I can certainly understand unease with using one-number estimates like WAR, but I would point out that it comes from a long line of research, thought, and process that is common throughout the social sciences.

Editor's Note: You have my permission to republish any or all of this provided you link to this original post and attribute it to me. Sean Forman

41 Responses to “My Answer to “I Don’t Like How Complicated WAR Is and How It Is Constantly Changing.” “WAR is Like GDP for Baseball””

  2. Sean Lahman Says:

    This is absolutely fantastic. Transparency is important, of course, because it allows for peer review. Smarter people can tell you if your methodology is flawed. But I've never understood the mindset that says that a metric is unworthy of acceptance if it's too complicated to calculate yourself.
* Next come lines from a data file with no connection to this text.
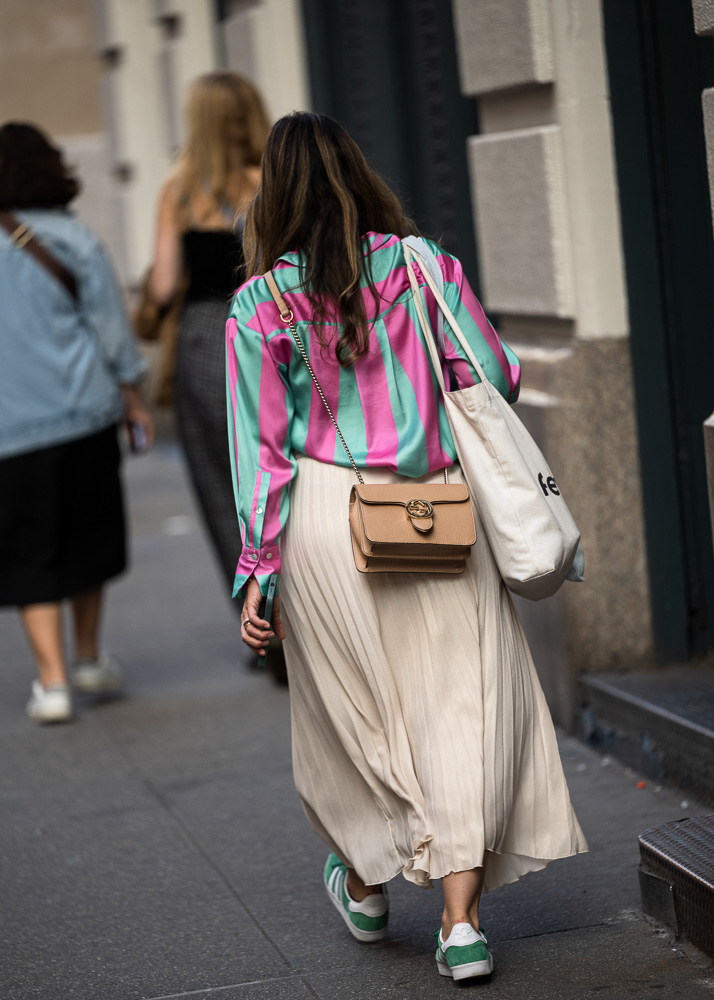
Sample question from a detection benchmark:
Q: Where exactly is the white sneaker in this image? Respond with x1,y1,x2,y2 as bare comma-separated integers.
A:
25,681,72,725
72,653,124,694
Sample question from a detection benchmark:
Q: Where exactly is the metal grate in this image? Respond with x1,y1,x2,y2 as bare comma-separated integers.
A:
639,815,714,958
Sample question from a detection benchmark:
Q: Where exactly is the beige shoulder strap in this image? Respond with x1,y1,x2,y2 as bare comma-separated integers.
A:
263,271,292,323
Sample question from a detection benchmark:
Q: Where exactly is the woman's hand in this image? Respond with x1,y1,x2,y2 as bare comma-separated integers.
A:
119,385,154,451
240,576,287,656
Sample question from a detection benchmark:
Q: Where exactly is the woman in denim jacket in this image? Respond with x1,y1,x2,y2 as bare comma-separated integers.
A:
0,122,153,723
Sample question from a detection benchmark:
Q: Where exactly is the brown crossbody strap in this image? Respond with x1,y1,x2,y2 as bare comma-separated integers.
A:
0,211,79,302
263,271,449,486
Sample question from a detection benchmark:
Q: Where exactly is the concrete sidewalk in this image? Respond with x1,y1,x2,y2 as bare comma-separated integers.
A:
0,446,714,1000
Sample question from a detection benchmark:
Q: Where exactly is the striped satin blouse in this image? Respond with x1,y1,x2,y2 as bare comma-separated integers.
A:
226,233,520,596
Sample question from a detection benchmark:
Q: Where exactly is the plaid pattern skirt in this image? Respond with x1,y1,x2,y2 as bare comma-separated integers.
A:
176,301,241,596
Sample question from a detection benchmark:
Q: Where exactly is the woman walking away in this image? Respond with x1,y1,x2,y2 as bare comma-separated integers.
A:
0,122,153,723
227,113,586,979
151,72,270,600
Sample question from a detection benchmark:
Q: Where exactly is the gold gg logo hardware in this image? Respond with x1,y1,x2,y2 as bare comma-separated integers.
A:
407,500,434,517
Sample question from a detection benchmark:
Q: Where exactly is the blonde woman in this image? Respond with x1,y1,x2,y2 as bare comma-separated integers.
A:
151,72,269,587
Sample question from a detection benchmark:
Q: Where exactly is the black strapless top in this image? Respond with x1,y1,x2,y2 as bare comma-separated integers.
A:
183,229,245,302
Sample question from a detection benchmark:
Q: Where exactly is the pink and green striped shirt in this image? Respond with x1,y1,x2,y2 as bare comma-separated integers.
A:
226,233,520,596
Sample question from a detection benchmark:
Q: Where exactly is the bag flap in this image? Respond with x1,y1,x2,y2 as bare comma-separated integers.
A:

The complexity of WAR is a quantum leap forward for baseball analysis. The fact that we have PhD-level mathematicians and economists tackling the fundamental baseball questions is a great thing. Maybe I can't do my own WAR calculations, or figure the GDP, or decipher the science behind tomorrow's weather forecast. It doesn't mean the results aren't insightful.

  3. Dave D Says:

    I don't like stats like this because they are useless.
    People think that a newer stat means more input to the game when all it really does it make it worse.
    If you have to write 9 paragraphs to explain something then is it really worth it?
    batting average is hits divided by at bats. That's not even 9 words...!

    Why not come up with the BAMP stat?
    Batting Average during Moon Phases...

    At what point does all of this start to get ridiculous and worthless? What's wrong with going back to the normal stats from Cy Young days.

    And this is from a guy that LOVES stats!

  4. Doug B Says:

    the concern I have is that WAR =/= dWAR + oWAR. Aside from stopping run scoring and scoring runs I can't think of anything else in baseball. so why can't WAR = dWAR + oWAR?

  5. Brian Says:

    Yeah I agree with Dave D. Statsy stats are just stats for the nerds who like to stat. Why not just stat if you like to stat? I went to a stat once and the nurse asked for 2 stats worth of stat, STAT!!!! I mean what the stat is up with that? In conclusion, read my stats. No new stats.

  6. admin Says:

    Thanks guys, I'm convinced.

    Doug, the position adjustment is included in both values. They are not designed to be added.

  7. Dave Hogg Says:

    Great comparison of WAR and GDP. Of course, this is also why no economist tries to provide live updates of every city's GDP.

  8. Doug B Says:

    " They are not designed to be added."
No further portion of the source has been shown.